Foreign demand for MGS in December was mainly driven by yield-hunting activities given that Malaysia had remained in deflationary territory and the US Federal Reserve's pledge to keep rates near zero at least through 2023. Demand for MGS was also supported by the broad weakness of the US dollar against the backdrop of improving global risk sentiment, which was boosted by the fresh USD900 billion US fiscal stimulus, the approval of the post-Brexit deal, early vaccine rollouts in both the US and the UK, as well as soaring crude oil prices.
Amid steady foreign demand, MGS yields ended December lower across the curve in a bull-flattening move.
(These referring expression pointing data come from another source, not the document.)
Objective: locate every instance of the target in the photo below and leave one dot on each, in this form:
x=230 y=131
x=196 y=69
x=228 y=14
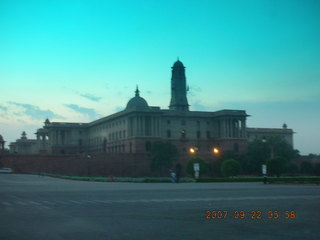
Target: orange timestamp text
x=252 y=214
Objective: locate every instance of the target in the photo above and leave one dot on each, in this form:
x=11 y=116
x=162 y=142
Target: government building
x=134 y=129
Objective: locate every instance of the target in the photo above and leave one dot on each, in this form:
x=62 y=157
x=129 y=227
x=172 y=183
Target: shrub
x=306 y=167
x=230 y=167
x=277 y=166
x=204 y=167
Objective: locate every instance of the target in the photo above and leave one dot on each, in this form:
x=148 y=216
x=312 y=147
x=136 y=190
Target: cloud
x=198 y=106
x=90 y=97
x=3 y=108
x=194 y=89
x=35 y=112
x=90 y=112
x=118 y=109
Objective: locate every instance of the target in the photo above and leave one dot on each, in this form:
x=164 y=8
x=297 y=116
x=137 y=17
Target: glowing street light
x=193 y=150
x=215 y=151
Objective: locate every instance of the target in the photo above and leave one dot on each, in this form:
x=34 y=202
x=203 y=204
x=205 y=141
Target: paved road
x=33 y=207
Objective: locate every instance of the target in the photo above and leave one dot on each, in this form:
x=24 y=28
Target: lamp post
x=264 y=166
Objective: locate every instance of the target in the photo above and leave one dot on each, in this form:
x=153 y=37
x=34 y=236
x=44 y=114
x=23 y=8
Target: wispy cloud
x=90 y=97
x=3 y=108
x=118 y=109
x=90 y=112
x=35 y=112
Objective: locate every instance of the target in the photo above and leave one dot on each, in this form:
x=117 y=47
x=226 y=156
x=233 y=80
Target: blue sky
x=81 y=60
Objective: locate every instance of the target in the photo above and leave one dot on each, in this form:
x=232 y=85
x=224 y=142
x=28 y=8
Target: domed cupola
x=137 y=102
x=178 y=64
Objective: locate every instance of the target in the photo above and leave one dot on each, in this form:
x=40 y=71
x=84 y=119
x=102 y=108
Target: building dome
x=178 y=64
x=137 y=102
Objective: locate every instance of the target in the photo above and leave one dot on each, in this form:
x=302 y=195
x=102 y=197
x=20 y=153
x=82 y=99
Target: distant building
x=260 y=133
x=2 y=142
x=24 y=145
x=134 y=129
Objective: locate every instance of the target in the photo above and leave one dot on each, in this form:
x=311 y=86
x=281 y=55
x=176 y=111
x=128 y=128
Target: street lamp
x=193 y=150
x=215 y=150
x=264 y=166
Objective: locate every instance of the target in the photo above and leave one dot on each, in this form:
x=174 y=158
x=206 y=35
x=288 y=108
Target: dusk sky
x=77 y=61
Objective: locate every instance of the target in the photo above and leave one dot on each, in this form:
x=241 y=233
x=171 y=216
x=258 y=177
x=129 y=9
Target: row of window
x=184 y=134
x=109 y=125
x=184 y=122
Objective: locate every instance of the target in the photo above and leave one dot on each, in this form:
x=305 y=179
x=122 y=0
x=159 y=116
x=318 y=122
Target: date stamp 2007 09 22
x=253 y=214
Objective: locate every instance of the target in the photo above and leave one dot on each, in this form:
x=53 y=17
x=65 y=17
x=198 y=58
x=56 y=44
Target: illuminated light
x=216 y=150
x=192 y=150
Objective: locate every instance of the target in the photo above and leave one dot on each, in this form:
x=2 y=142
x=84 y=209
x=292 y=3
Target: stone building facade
x=134 y=129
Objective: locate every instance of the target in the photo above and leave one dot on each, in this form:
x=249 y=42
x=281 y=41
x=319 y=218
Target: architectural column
x=143 y=126
x=243 y=128
x=137 y=126
x=222 y=128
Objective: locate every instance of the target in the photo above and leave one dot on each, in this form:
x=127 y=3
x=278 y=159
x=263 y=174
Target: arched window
x=236 y=147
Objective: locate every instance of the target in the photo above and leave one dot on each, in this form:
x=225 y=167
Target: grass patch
x=120 y=179
x=273 y=180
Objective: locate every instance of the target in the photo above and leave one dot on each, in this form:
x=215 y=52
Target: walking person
x=173 y=176
x=178 y=172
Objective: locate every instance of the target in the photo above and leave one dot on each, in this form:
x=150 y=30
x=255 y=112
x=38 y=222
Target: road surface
x=37 y=207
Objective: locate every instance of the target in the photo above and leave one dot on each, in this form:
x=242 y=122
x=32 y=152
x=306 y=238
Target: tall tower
x=178 y=88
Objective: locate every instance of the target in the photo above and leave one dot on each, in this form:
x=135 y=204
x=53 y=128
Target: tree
x=230 y=167
x=259 y=152
x=317 y=169
x=163 y=155
x=277 y=166
x=306 y=167
x=204 y=167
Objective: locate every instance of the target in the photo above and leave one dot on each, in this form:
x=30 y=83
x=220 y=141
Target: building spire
x=179 y=89
x=137 y=91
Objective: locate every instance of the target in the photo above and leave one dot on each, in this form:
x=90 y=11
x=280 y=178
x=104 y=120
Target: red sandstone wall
x=98 y=165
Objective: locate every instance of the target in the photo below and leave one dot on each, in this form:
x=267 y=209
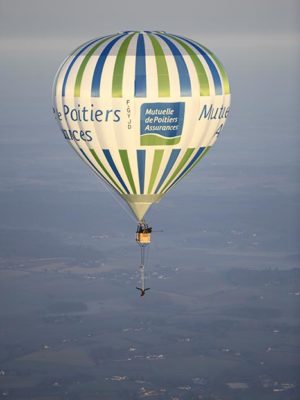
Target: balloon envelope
x=141 y=109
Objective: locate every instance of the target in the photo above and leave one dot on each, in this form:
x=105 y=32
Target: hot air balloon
x=141 y=109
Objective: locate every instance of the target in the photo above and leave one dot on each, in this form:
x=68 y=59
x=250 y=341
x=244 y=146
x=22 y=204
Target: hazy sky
x=254 y=166
x=56 y=18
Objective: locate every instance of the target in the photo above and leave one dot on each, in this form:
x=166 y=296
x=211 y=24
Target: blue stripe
x=141 y=156
x=114 y=168
x=100 y=65
x=190 y=164
x=171 y=162
x=140 y=68
x=93 y=166
x=184 y=76
x=73 y=61
x=212 y=67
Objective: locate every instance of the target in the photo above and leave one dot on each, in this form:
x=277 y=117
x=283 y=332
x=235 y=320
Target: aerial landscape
x=221 y=320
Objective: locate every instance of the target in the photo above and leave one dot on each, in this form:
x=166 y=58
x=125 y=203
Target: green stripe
x=193 y=166
x=201 y=73
x=154 y=140
x=221 y=69
x=83 y=66
x=126 y=165
x=158 y=154
x=162 y=68
x=180 y=166
x=119 y=68
x=105 y=170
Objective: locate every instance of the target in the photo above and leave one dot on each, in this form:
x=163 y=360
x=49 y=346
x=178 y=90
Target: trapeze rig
x=143 y=239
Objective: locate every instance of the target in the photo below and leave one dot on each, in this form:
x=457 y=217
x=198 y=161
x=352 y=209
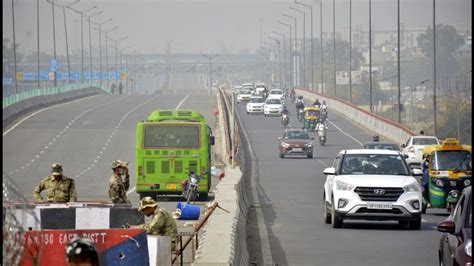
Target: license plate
x=379 y=205
x=171 y=186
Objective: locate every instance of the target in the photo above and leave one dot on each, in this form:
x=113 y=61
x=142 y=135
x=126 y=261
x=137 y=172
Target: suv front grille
x=369 y=193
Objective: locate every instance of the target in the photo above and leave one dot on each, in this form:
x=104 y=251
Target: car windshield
x=450 y=160
x=373 y=164
x=424 y=141
x=381 y=146
x=273 y=101
x=257 y=100
x=297 y=135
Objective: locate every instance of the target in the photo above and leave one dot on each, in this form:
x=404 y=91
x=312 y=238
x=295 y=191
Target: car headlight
x=343 y=186
x=413 y=187
x=439 y=183
x=468 y=248
x=467 y=182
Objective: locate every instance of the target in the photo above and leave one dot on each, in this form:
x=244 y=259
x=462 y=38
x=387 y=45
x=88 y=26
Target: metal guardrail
x=13 y=99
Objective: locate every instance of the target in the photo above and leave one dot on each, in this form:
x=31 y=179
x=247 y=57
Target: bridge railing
x=375 y=123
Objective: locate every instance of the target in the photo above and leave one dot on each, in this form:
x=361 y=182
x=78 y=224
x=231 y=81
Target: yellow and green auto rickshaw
x=311 y=116
x=447 y=172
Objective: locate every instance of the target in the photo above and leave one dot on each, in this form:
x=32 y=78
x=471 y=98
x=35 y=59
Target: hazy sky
x=213 y=25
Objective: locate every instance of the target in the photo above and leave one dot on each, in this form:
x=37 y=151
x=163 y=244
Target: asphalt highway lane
x=291 y=195
x=86 y=135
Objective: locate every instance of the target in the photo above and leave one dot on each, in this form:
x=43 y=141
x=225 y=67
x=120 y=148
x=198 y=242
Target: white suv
x=413 y=148
x=365 y=184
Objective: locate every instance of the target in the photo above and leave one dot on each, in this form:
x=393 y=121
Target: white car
x=244 y=95
x=413 y=148
x=378 y=185
x=255 y=105
x=275 y=94
x=272 y=107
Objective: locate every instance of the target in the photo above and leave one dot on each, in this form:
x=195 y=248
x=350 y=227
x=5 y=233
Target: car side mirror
x=447 y=227
x=416 y=172
x=330 y=171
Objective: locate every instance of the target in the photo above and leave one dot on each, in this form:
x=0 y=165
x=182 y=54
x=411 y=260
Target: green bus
x=169 y=144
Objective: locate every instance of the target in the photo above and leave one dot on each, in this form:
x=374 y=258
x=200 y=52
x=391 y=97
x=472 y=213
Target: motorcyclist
x=424 y=177
x=376 y=137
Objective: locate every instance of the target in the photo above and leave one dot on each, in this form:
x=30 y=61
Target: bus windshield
x=451 y=160
x=176 y=136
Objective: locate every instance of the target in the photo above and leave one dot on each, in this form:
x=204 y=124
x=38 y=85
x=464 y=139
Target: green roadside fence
x=12 y=99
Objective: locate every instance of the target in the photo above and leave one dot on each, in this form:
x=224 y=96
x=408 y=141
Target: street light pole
x=210 y=57
x=304 y=46
x=434 y=69
x=290 y=52
x=370 y=54
x=312 y=45
x=398 y=63
x=295 y=71
x=284 y=55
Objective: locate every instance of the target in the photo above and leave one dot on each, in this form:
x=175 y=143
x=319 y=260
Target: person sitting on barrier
x=118 y=187
x=59 y=188
x=161 y=224
x=81 y=251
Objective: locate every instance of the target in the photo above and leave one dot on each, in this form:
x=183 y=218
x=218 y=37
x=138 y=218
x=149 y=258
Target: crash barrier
x=18 y=103
x=223 y=241
x=114 y=246
x=224 y=238
x=76 y=215
x=226 y=110
x=188 y=211
x=375 y=123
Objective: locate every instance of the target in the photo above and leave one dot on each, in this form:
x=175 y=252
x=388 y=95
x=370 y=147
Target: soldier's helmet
x=147 y=202
x=56 y=169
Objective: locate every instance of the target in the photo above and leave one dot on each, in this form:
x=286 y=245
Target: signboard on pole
x=53 y=65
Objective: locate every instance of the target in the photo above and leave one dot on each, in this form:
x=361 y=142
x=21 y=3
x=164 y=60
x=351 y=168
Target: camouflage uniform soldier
x=118 y=187
x=59 y=188
x=162 y=223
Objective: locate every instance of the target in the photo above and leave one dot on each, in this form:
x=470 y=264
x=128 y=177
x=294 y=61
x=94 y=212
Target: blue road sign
x=7 y=81
x=53 y=65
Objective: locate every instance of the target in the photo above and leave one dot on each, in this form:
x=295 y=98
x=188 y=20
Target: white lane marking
x=177 y=107
x=39 y=111
x=342 y=131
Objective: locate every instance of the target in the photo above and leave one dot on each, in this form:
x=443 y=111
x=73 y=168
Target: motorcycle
x=190 y=193
x=322 y=133
x=299 y=115
x=285 y=120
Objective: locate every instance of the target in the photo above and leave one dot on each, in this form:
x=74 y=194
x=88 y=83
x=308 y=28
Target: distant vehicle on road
x=371 y=185
x=295 y=142
x=169 y=145
x=414 y=149
x=381 y=146
x=244 y=95
x=272 y=107
x=455 y=244
x=255 y=105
Yields along the 7y20y curve were largely lower by 9bps to 32bps while yields at the short end were lower by 3bps to 8bps. It is notable though that yields were still broadly higher compared to October. The 3y MGS settled 3bps lower at 1.88% after surging by 15bps in November. In the same period, the 10y MGS settled 9bps lower at 2.65% after rising by 12bps in the previous month.
For full year 2020, the local bond market accumulated RM18.3 billion of net foreign inflows. Foreign investors had been adding local bonds to their portfolios since May, thanks to attractive real yield valuations. The total net foreign inflows were led by MGS (+RM13.4 billion), followed by Malaysian Treasury Bills (+RM3.8 billion) and GII (+RM3.7 billion).
Moving into 2021, the recent implementation of another Movement Control Order, MCO 2.0 as well as the declaration of a state of emergency will affect sentiment, though a lot will also depend on how developments pan out further down the road. MGS yields had spiked in a knee-jerk reaction to the emergency declaration but have since been trending downwards.
Bank Negara Malaysia (BNM) left the OPR unchanged at 1.75% at conclusion of its January Monetary Policy Committee meeting. BNM viewed the current OPR level as appropriate and accommodative. Given this and the heavier supply of MGS/GII expected this year to support the government's fiscal initiatives, we expect the MGS yield curve to steepen further during 1H2021 with the 10y yield hovering between 2.60% and 2.80%. We expect gross issuance of MGS/GII in 2021 to come in at between RM150.0 billion and RM160.0 billion.